- Also known as: Mr. Metro
- Born: Devon Martin June 5, 1963 England
- Died: July 23, 2024 (aged 61) Vancouver, Canada
- Occupation: Rapper

= Devon (rapper) =

Devon Martin (June 6, 1963 – July 23, 2024), better known mononymously as Devon, was an English-born Canadian rapper who rose to prominence in 1990 for his song titled "Mr. Metro", a controversial single about police racism. "Mr. Metro" subsequently became an alias of the artist.

== Early life ==
Devon was born in England, but raised in the Mississauga suburb of Malton, Ontario. He formed his first band, Shock Waves, at the age of 14, releasing an independent single in 1977. Later he was a member of the reggae band 20th Century Rebels, and served as a backing musician for Bong Conga Nistas, Messenjah, Judy Mowatt and Lillian Allen.

== Career during 1990s ==

=== "Mr. Metro" video ===
Although the title of his single "Mr. Metro" referred to the Toronto Police Service, the song was in fact inspired by incidents of police racism across North America, including his own detention by police in Redondo Beach, California, rather than in Toronto alone. Despite this, the Toronto Police Service threatened to arrest him on defamation charges, forcing him to black out parts of the video which might have been perceived as identifying Toronto police officers. The video went on to win a MuchMusic Video Award in 1990.

=== Other work ===
In 1990, he collaborated on the one-off single "Can't Repress the Cause", a plea for greater inclusion of hip hop music in the Canadian music scene, with Dance Appeal, a supergroup of Toronto-area musicians that included Maestro Fresh Wes, Dream Warriors, Michie Mee, B-Kool, Lillian Allen, Eria Fachin, HDV, Dionne, Thando Hyman, Carla Marshall, Messenjah, Jillian Mendez, Lorraine Scott, Lorraine Segato, Self Defense, Leroy Sibbles, Zama and Thyron Lee White.

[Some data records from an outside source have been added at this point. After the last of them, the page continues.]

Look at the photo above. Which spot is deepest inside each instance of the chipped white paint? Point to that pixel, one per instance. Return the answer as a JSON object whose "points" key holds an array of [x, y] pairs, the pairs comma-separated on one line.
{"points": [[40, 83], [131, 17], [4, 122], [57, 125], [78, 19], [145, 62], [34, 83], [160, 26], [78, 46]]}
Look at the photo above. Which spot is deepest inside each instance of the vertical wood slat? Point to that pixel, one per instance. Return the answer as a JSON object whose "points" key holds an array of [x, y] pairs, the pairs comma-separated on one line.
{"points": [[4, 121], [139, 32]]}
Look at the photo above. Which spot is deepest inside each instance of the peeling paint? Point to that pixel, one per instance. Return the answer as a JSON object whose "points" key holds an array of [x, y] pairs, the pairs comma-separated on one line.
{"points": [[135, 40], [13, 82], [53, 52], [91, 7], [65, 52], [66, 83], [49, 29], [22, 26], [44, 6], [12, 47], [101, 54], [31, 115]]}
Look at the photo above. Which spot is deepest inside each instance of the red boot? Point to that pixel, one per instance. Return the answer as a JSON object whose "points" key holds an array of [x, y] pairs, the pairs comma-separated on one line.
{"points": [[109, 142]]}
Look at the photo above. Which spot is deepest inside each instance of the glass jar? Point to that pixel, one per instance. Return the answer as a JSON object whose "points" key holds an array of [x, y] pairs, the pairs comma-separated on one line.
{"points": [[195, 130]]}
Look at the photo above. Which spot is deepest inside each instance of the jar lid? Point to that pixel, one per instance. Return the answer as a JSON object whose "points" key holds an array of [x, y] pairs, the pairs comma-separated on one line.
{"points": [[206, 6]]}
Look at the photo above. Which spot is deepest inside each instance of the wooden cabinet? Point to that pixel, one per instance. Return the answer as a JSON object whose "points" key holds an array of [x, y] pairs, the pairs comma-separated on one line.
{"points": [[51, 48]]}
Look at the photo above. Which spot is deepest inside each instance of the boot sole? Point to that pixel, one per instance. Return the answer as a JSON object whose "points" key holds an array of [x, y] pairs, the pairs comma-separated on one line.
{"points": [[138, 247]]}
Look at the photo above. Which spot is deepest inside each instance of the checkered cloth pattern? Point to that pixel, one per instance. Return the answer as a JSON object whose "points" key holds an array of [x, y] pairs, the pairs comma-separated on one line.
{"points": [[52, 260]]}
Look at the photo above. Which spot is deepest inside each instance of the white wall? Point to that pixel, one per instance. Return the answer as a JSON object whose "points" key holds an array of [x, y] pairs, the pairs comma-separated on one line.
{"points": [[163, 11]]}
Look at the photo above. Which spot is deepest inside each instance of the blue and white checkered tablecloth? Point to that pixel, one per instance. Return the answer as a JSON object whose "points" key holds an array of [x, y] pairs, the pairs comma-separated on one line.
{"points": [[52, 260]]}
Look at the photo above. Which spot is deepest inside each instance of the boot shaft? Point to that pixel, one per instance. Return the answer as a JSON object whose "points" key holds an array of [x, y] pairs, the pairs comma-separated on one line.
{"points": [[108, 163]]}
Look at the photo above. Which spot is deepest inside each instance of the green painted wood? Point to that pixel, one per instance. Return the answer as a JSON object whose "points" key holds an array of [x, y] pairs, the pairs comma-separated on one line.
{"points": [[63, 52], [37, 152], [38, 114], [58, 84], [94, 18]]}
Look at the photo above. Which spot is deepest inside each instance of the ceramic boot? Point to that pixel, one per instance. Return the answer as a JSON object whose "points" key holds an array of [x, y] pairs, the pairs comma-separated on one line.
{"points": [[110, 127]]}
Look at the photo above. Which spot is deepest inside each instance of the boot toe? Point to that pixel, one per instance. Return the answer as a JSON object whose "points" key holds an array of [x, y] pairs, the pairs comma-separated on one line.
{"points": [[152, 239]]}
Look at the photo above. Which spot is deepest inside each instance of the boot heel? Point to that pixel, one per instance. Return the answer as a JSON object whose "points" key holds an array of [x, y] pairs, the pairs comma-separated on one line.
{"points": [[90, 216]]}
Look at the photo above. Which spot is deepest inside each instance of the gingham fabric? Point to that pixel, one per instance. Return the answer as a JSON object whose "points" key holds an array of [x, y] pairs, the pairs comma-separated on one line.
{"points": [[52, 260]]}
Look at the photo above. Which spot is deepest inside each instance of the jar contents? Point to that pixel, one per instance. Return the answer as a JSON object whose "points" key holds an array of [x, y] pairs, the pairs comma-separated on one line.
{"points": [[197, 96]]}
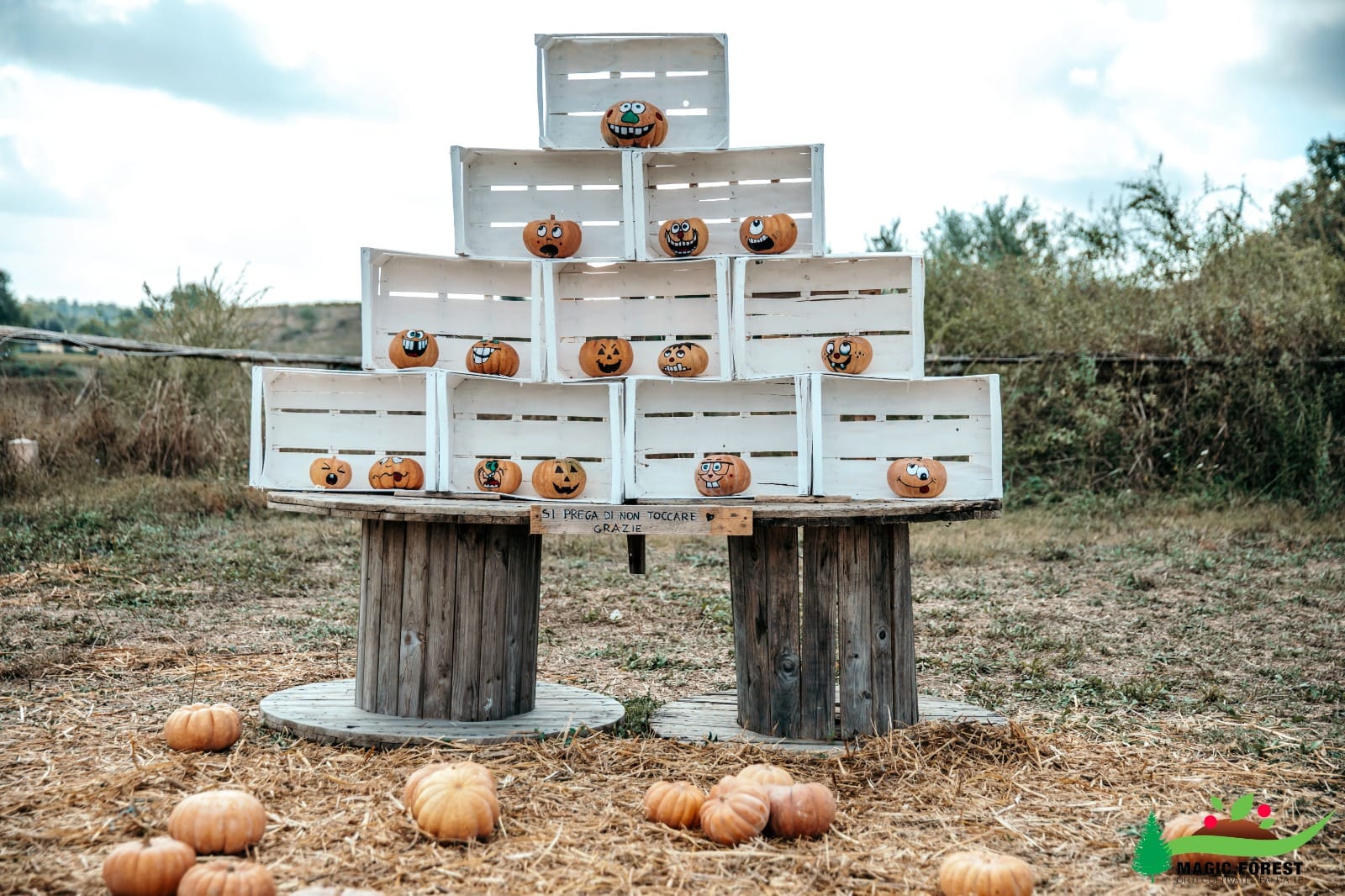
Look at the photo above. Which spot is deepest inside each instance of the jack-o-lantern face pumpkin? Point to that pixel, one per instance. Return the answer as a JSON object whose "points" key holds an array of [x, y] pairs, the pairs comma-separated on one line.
{"points": [[495, 474], [683, 237], [770, 235], [683, 360], [414, 349], [330, 472], [721, 475], [634, 123], [560, 478], [847, 354], [396, 472], [605, 356], [918, 478], [553, 239], [493, 356]]}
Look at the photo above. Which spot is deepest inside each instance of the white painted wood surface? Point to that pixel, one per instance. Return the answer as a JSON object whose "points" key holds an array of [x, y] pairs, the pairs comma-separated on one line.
{"points": [[461, 300], [302, 414], [674, 423], [649, 304], [860, 425], [498, 192], [529, 421], [723, 188], [683, 74], [786, 308]]}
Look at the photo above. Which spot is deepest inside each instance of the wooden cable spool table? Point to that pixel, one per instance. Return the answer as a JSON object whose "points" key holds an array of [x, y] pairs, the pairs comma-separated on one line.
{"points": [[450, 600]]}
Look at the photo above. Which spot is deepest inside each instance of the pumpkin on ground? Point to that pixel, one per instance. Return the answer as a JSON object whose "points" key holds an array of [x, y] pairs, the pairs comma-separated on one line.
{"points": [[228, 878], [982, 873], [674, 804], [203, 727], [148, 867], [219, 821]]}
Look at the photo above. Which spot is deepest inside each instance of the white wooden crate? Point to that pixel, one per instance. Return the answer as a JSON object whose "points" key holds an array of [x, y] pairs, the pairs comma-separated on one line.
{"points": [[650, 304], [670, 424], [461, 300], [302, 414], [529, 421], [683, 74], [786, 308], [860, 425], [498, 192], [723, 187]]}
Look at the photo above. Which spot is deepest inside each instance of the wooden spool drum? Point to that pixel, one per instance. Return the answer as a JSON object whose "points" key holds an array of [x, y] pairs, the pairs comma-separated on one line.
{"points": [[448, 618]]}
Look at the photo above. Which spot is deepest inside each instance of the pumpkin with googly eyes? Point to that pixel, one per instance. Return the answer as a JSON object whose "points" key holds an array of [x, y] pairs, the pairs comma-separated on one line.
{"points": [[723, 475], [918, 478], [634, 123], [553, 239], [768, 235], [847, 354], [683, 237]]}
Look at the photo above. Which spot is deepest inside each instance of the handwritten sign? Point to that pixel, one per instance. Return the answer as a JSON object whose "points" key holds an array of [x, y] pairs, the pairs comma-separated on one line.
{"points": [[639, 519]]}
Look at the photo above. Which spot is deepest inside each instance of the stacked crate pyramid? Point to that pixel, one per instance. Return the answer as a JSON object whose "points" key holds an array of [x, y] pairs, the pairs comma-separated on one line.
{"points": [[763, 319]]}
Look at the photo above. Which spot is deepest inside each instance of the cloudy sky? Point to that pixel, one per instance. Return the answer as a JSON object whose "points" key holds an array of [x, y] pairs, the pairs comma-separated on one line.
{"points": [[143, 138]]}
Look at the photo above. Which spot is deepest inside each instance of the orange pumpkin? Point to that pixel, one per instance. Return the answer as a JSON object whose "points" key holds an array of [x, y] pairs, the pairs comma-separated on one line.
{"points": [[847, 354], [605, 356], [768, 235], [723, 475], [396, 472], [683, 360], [498, 475], [634, 123], [560, 478], [683, 237], [551, 239], [493, 356], [330, 472], [918, 478], [414, 349]]}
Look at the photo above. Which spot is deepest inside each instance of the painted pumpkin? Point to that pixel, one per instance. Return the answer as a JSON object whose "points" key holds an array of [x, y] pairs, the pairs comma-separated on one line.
{"points": [[551, 239], [768, 235], [723, 475], [330, 472], [683, 237], [847, 354], [495, 474], [634, 123], [683, 360], [493, 356], [605, 356], [414, 349], [918, 478], [396, 472], [560, 478]]}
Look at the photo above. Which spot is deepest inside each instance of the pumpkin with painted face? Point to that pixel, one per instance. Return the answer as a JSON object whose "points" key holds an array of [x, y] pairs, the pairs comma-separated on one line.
{"points": [[414, 349], [634, 123], [918, 478], [553, 239], [847, 354], [605, 356], [493, 356], [683, 237], [768, 235], [723, 475], [560, 478], [499, 475], [683, 360], [396, 472], [330, 472]]}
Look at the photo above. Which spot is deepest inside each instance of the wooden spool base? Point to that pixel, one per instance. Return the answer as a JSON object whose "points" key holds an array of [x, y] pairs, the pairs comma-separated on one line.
{"points": [[715, 719], [326, 712]]}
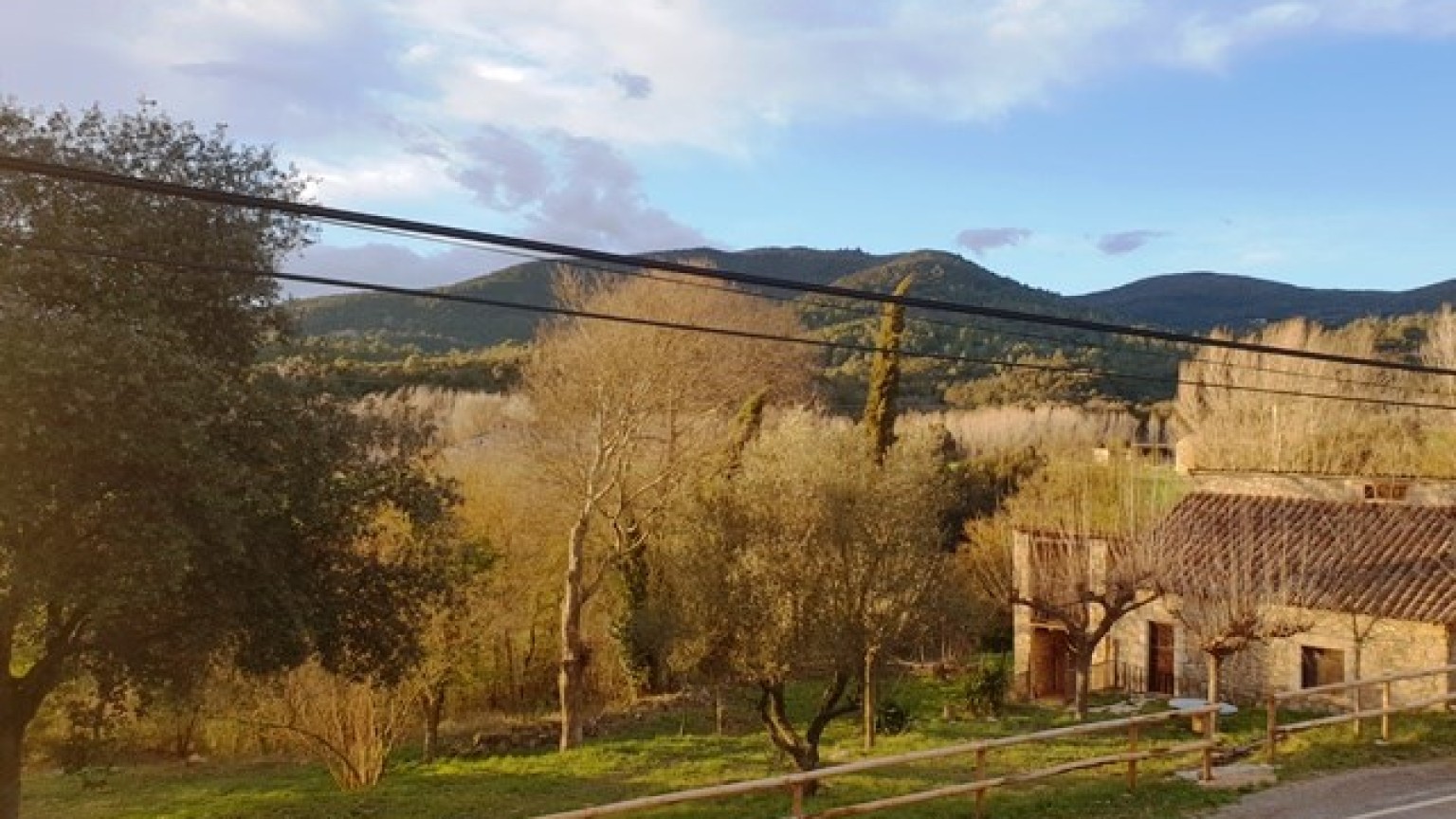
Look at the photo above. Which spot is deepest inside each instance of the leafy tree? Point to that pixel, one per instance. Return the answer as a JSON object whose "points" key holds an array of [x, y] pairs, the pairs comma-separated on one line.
{"points": [[163, 499]]}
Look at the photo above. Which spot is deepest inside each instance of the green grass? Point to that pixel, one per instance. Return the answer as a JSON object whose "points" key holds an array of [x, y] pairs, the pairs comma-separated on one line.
{"points": [[674, 749]]}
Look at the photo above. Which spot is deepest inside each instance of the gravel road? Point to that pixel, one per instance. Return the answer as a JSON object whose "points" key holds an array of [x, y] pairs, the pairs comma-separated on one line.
{"points": [[1407, 792]]}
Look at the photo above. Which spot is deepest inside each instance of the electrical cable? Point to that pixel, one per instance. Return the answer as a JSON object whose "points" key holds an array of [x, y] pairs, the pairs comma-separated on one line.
{"points": [[683, 327], [570, 251]]}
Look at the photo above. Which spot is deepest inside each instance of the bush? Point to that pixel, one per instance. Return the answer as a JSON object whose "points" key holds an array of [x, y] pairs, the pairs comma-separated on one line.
{"points": [[891, 718], [988, 685]]}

After the song "Mr. Metro", Devon released his first solo album It's My Nature in 1992. The following year (1993), he won the Juno Award for Best Rap Recording with the album Keep It Slammin.

In 1997, he relocated to Vancouver and signed to indie label Rated-R Recordz owned by Ray "Rated-R" Montani, a young man he was mentoring, where he released the EP and single both entitled Pressure, which were released in 1998, and feature Orin Isaacs.

== Death ==
Devon died in Vancouver on July 23, 2024, at the age of 61. The news was confirmed on social media by Devon's brother, comedian Jay Martin.